Listed as another of Tokyo's representatives on the 100 Soundscapes of Japan - sounds chosen to encourage awareness of and respect for local heritage and culture - Shibamata offers an aural passage back to the days of old Edo, where modern Japanese society and culture found much of its genesis.
A veritable treasure trove of historical ambience and Tokyo shitamachi downtown culture, Taishakuten Sando's traditional merchants continue on with their pre-modern clamour of trade and commerce. In particular, pay close attention to the sounds of candy cutting at Matsuya no Ame, a traditional confectionery store dating back to 1868. The rhythmical cut-cut sound of the blades at work are captivating.
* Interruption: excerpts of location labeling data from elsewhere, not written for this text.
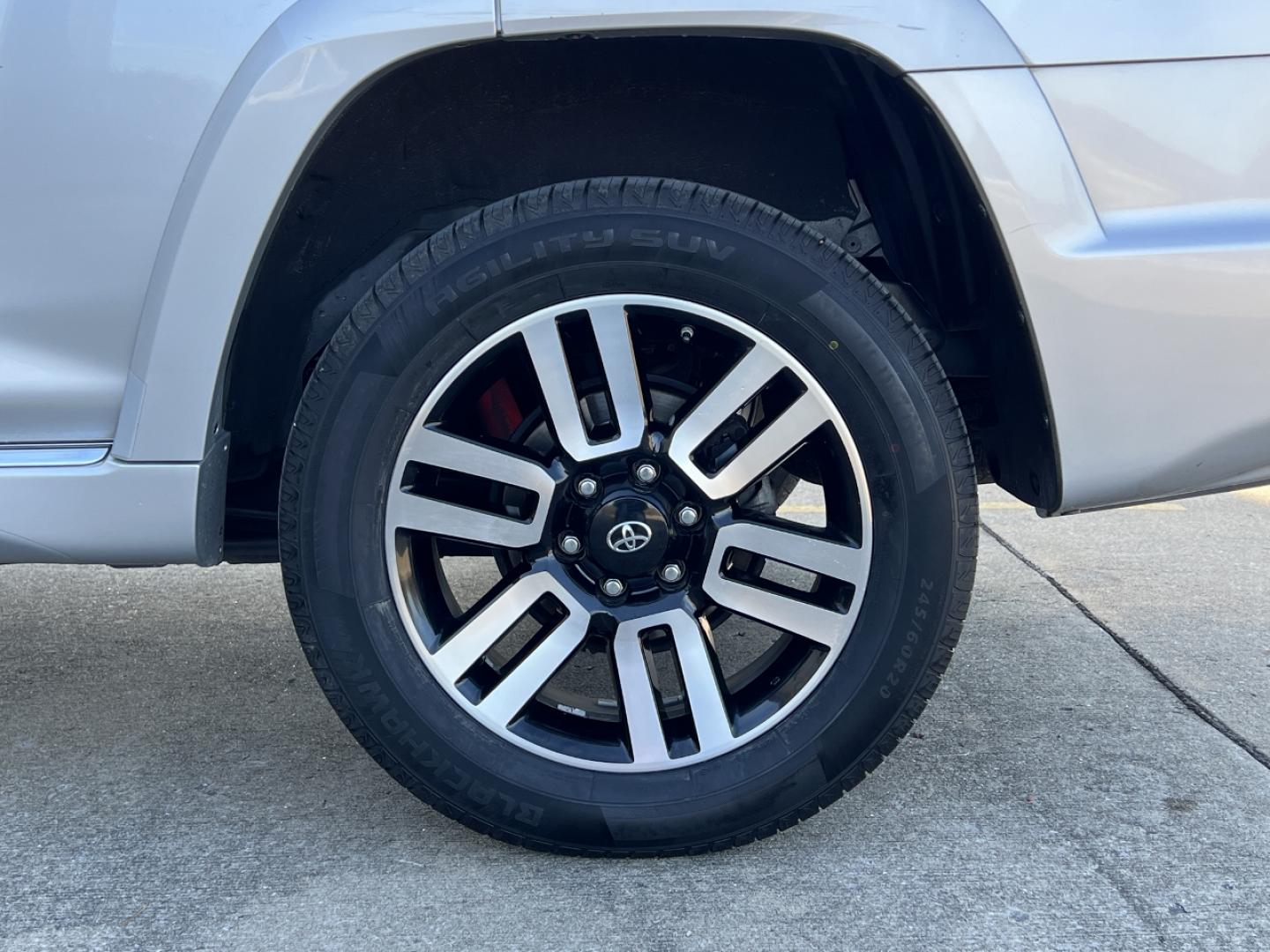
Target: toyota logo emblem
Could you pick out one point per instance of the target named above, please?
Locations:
(629, 536)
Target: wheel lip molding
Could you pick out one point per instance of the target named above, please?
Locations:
(404, 600)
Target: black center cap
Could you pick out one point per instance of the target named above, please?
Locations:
(629, 537)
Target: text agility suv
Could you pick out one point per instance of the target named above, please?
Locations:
(614, 380)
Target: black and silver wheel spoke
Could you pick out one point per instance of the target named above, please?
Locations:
(814, 555)
(707, 710)
(412, 510)
(780, 438)
(546, 349)
(467, 646)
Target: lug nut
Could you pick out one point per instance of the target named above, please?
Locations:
(689, 516)
(671, 573)
(646, 472)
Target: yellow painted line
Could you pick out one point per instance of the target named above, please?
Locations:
(1259, 494)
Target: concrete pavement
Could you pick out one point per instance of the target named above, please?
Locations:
(172, 778)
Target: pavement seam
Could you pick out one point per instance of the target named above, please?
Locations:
(1192, 704)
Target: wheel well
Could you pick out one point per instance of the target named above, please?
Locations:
(825, 133)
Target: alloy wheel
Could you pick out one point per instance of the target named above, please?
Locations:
(623, 461)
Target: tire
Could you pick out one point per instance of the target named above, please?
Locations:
(377, 495)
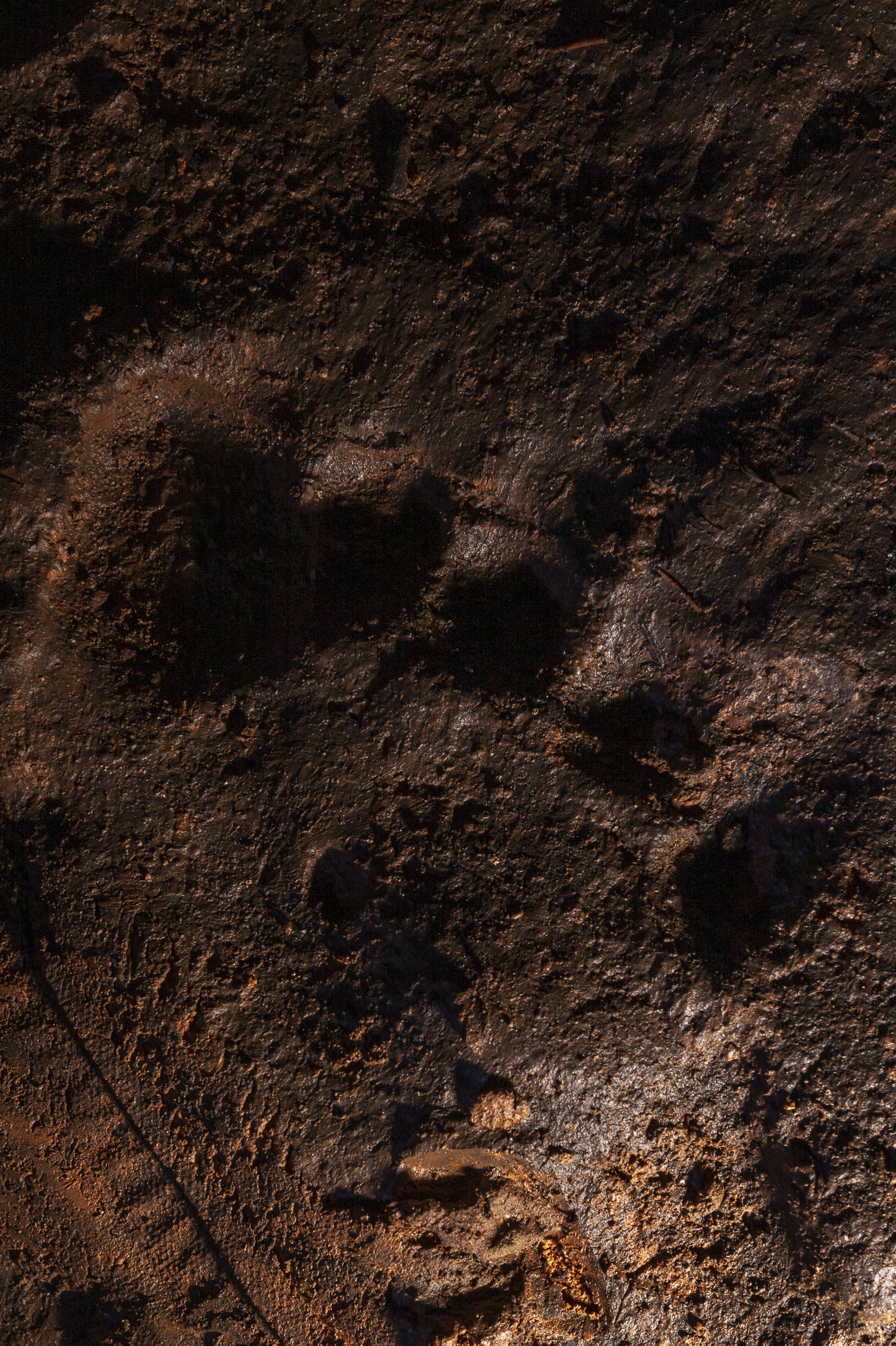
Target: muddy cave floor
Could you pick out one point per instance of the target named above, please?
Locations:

A short stroll away is the Edogawa river. Once dotted with ferry crossings, the Yagiri no Watashi is now the sole remaining ferry crossing, connecting Shibamata in Tokyo with Matsudo in Chiba. The lapping sound of the oars as the ferryman works his way across the river is particularly poignant. Combined with the cries of the local skylarks and gulls, Shibamata's soundscape entry evokes historical memories of a time when people existed in a more intimate relationship with the land around them.
The next time you head to Shibamata, spare a moment or two to take in and absorb the historical pleasure these sounds offer. A living reminder of Tokyo's heritage, Shibamata is a worthy listing on the 100 Soundscapes of Japan.